Few things are more gratifying than a solid skewering of millennial culture when handled deftly, and few movies have accomplished this so successfully as Ingrid Goes West. Rest assured, you’ll never look at Instagram shots of avocado toast the same way again — if you ever looked at them in the first place. It plays like Single White Female aimed at people who are too young to remember that was a thing, and while the film openly acknowledges its own antecedents, it still manages to be something unique unto itself. Equal parts absurd and disturbing, Ingrid is the black comedy the social media generation deserves.
Our flawed protagonist is Ingrid Thorburn, a mentally unstable 20-something with difficulties differentiating between Facebook friends and the real deal. After an episode of cyberstalking earns her a restraining order and a brief stint in the looney bin, Ingrid cashes in her inheritance and heads to LA to pursue her latest target, a social media “influencer” as vapid as Ingrid is deranged. And despite all logic to the contrary, this plan seems to go swimmingly — at least for a while.
This deceptively simple setup provides an unexpected stage for a surprisingly deep examination of mental illness and the deleterious impact illusory internet relationships can impart to those with a tenuous grasp on reality. It doesn’t hurt that Ingrid also manages to be funny as hell. Sharing their debut feature, writer/director Matt Spicer and screenwriter David Branson Smith have created an affecting antihero while still managing to work some legitimate jokes into the mix — emojis are never quite as ludicrous as when read in pseudoserious voice-over narration, and watching our protagonist literally wipe her ass with pages of Joan Didion had my internal college freshman utterly euphoric.
Even a script this solid couldn’t work without a cast that can back it up, and the ensemble assembled for Ingrid is stellar.

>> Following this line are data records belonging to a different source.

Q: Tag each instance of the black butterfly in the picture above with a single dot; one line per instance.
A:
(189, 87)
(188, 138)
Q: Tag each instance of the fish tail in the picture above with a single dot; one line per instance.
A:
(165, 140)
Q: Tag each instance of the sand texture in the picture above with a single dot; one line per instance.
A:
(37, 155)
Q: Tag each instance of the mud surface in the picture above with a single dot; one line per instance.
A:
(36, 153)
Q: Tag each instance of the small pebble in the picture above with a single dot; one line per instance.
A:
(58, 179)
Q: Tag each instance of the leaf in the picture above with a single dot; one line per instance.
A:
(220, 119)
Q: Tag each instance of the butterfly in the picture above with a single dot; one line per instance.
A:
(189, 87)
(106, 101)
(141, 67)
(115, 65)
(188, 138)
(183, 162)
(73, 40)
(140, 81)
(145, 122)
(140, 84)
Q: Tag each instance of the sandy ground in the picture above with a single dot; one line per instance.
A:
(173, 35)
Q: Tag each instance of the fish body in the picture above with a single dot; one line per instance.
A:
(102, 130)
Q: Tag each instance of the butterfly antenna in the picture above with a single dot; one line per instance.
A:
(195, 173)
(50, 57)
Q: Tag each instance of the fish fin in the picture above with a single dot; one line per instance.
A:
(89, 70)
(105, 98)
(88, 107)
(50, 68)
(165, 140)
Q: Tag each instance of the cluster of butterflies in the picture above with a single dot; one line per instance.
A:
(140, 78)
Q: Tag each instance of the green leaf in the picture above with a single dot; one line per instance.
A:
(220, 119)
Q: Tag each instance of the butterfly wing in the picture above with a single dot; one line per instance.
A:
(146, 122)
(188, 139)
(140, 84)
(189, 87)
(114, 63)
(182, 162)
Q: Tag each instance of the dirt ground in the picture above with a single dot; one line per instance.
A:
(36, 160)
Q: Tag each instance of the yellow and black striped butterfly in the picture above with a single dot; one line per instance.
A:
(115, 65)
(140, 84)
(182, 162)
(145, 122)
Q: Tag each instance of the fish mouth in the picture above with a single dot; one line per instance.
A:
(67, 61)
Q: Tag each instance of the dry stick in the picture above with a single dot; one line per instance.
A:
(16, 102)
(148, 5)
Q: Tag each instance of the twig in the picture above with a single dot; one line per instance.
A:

Elizabeth Olsen is superlative as the vacuous trust fund socialite who becomes the object of Ingrid’s unsolicited affections, and Billy Magnussen is suitably slimy as her dude-brah cokehead brother (playing better than in this week’s Birth of the Dragon because you’re supposed to hate him here). O’Shea Jackson Jr. is fantastic as Ingrid’s landlord/love interest, a struggling screenwriter with an unhealthy fixation on Batman — not the comics or any of the good movie adaptations, mind you, but the Joel Schumacher Bat-nipple version. But this is Ingrid’s world, and Aubrey Plaza is nothing short of phenomenal in the title role. It’s a part so perfectly suited to her unique blend of sardonic psychosis that it’s nearly impossible to imagine anyone else handling such a delicate balance of pathos and pitch-black comedy.
Make no mistake, Ingrid is a dark film — especially in consideration of its spot-on ending. Its unremittingly bleak view of modern youth may be off-putting to many, and in many ways, Spicer and Smith are taking up the mantle of Todd Solondz or Mike White in crafting cringe comedy with a deeply twisted sensibility that is thoroughly engaging in spite of its subject matter. It’s not for everyone, but I can’t remember the last film I recommended so frequently in the days after viewing. Rated R for language throughout, drug use, some sexual content and disturbing behavior. Now Playing at Carolina Cinemark, Grail Moviehouse.